Technically, as his boss, I was approving work, giving him bonuses, approving his vacations and nagging him about his time sheets and the 10,000 unread emails in his inbox. But since we are both partners at the agency, we really are more equal than not. We had passionate arguments about whether a bad client could become a good one (me: yes; him: no). We debated whether this idea was stronger than the other, and we deliberated the merits, or lack thereof, of briefs that came through.
Leap forward to 2017.
My kidney function had slowly degraded over 20 years to 19 percent by April. That's when my doctors put me on the national transplant registry and told me to start asking family and friends to consider donation. Having no idea how to ask people for an organ, I just started telling my story—that I would continue to decline and that I could no longer put in the hours that I had before, due to exhaustion.
Because my family, friends and co-workers are awe-inspiring human beings, 13 of them tested to see if they were matches. Eleven were. My niece and then my husband went through rigorous physical and psychological testing. Neither passed, for pretty minor reasons. By this time, my function had dropped to 7 percent and I couldn't get through a day unless I had slept at least 10 hours.
Being a highly competitive person, Jimmy insisted on being tested next. After day one of testing, he sent me this text: "Just saw the nephrologist and he said my kidneys are like gold and I'm in perfect health."
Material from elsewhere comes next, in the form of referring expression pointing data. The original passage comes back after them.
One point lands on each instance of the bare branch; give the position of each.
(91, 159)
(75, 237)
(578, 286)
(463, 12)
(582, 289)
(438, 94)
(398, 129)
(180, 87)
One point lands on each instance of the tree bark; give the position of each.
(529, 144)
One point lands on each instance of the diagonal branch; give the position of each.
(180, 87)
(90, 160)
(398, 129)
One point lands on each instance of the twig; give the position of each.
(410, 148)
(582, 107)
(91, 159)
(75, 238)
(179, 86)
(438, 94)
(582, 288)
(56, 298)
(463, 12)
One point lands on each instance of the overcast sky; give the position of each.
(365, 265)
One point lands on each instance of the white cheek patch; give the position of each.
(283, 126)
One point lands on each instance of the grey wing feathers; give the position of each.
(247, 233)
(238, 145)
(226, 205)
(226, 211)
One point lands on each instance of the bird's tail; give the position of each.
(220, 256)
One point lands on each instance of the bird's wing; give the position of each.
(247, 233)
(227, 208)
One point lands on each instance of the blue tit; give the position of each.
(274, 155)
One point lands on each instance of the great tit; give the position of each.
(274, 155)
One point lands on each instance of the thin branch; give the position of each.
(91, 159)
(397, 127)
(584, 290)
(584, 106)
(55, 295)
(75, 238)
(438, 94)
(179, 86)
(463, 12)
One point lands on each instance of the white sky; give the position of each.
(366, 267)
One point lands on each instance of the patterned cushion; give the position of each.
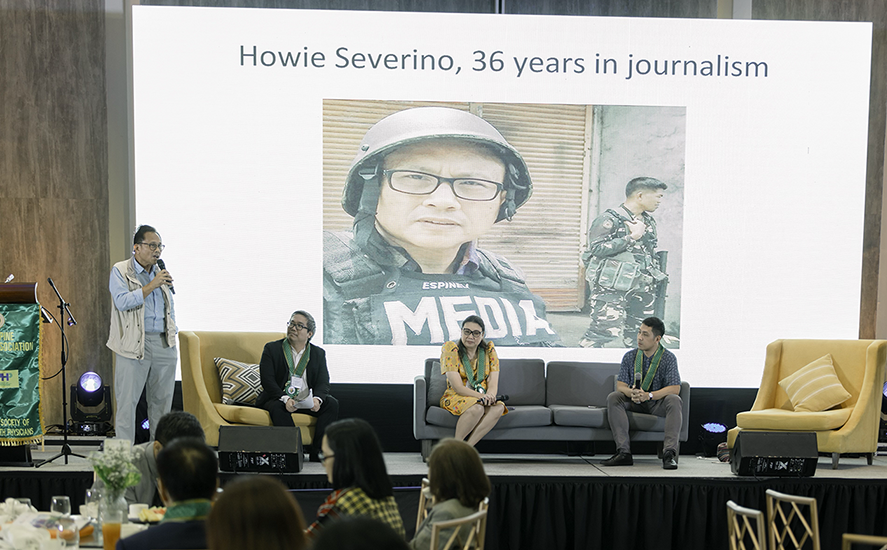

The day after the transplant, my function spiked to 63 percent. Now, six years later, we are both doing well. I got a second chance at a healthy life free from dialysis. He got some unexpected health benefits that he shared in an article for the Wall Street Journal.
As far as the work relationship? The truth is, nothing has really changed.
We still disagree. We still debate. We are still passionate about making the work better. I still have to nag him about the 10,000 unread emails in his inbox.
But now I have a daily reminder about people's incredible capacity to be selfless, generous and kind. And that's something that gives me great solace in today's world.